Mars Surveyor ‘lost in space’

Nasa scientists lose contact with a spacecraft mapping Mars.

nasa Mars Global Surveyor spacecraft
Nasa's Mars Global Surveyor spacecraft has been taking pictures of the planet and studying its climate

One chance remained on Tuesday to recover the probe, which has been programmed to transmit a signal to Nasa’s robotic geology station, Opportunity, located near Mars’ equator.
   
Opportunity will relay any signal from the orbiter to Earth during passes on Tuesday and Wednesday via the Mars Odyssey.
   
“If MGS is in the sky and its [transmitter] is on, then Opportunity should receive it,” John Callas, project manager for the Mars Exploration Rover mission, said.
   

“MGS [Mars Global Surveyor] was a fantastic mission. It has really revolutionised how we look at Mars.”

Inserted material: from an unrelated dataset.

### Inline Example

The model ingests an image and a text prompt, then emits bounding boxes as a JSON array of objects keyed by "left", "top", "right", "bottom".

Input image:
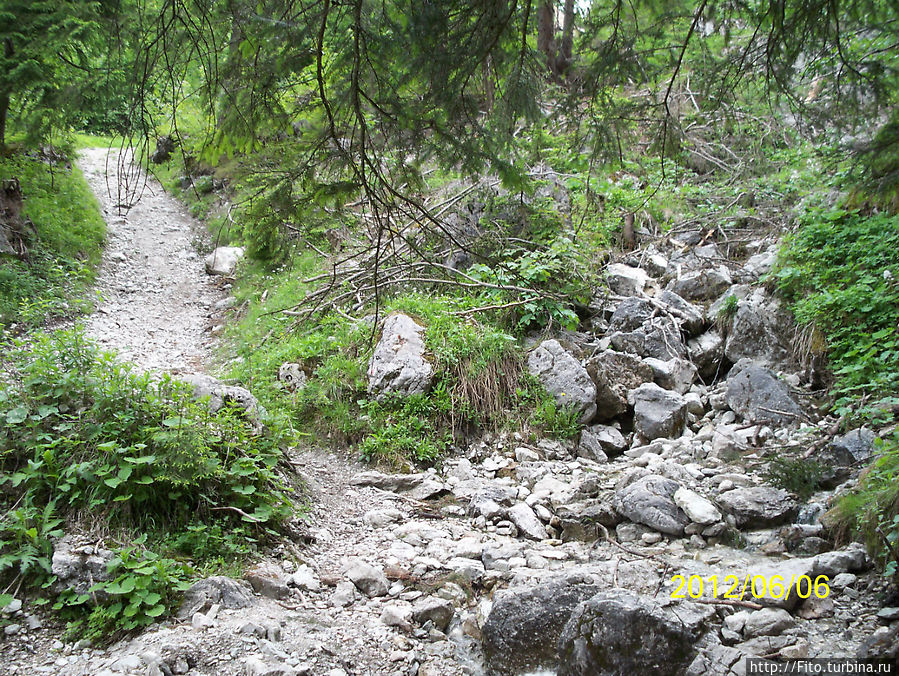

Fuk Li, Mars exploration programme manager at Nasa

Scientists at Nasa’s Jet Propulsion Laboratory in Pasadena, California, lost contact with the spacecraft on November 2 after it signaled that it was having trouble moving one of its solar panels to track the sun as it emerged from behind Mars.
   
The spacecraft is programmed to position itself so that a stuck panel faces the sun, but that orientation could block its communication with mission controllers, Tom Thorpe, the Mars Global Surveyor project manager, said.

If Mars Global Surveyor has been turned away from the sun for more than a few orbits of the planet it could have run low on power, an outcome that seemed to be supported by the spacecraft’s apparent failure to respond to commands that would raise its transmitter, Thorpe said.
   
“We don’t believe the [solar] panel is in any way degraded … the problem seems to be the gimble motor that is sticking,” Thorpe said, “Why we can’t raise the transmitter could be a function of the power problem.”

Mars Global Surveyor’s cameras were the first to record topographic features suggesting flowing water on Mars, and its magnometer found the remains of magnetic fields that once shielded Mars’ surface from deadly cosmic rays.
   
Its mineral mapping helped scientists choose landing sites for Opportunity and its twin, Spirit, and will be used to evaluate landing sites for the next-generation of Mars surface probes, the Phoenix and the Mars Science Laboratory.

The 10-year mission, which was extended four times, cost a relatively modest $377 million.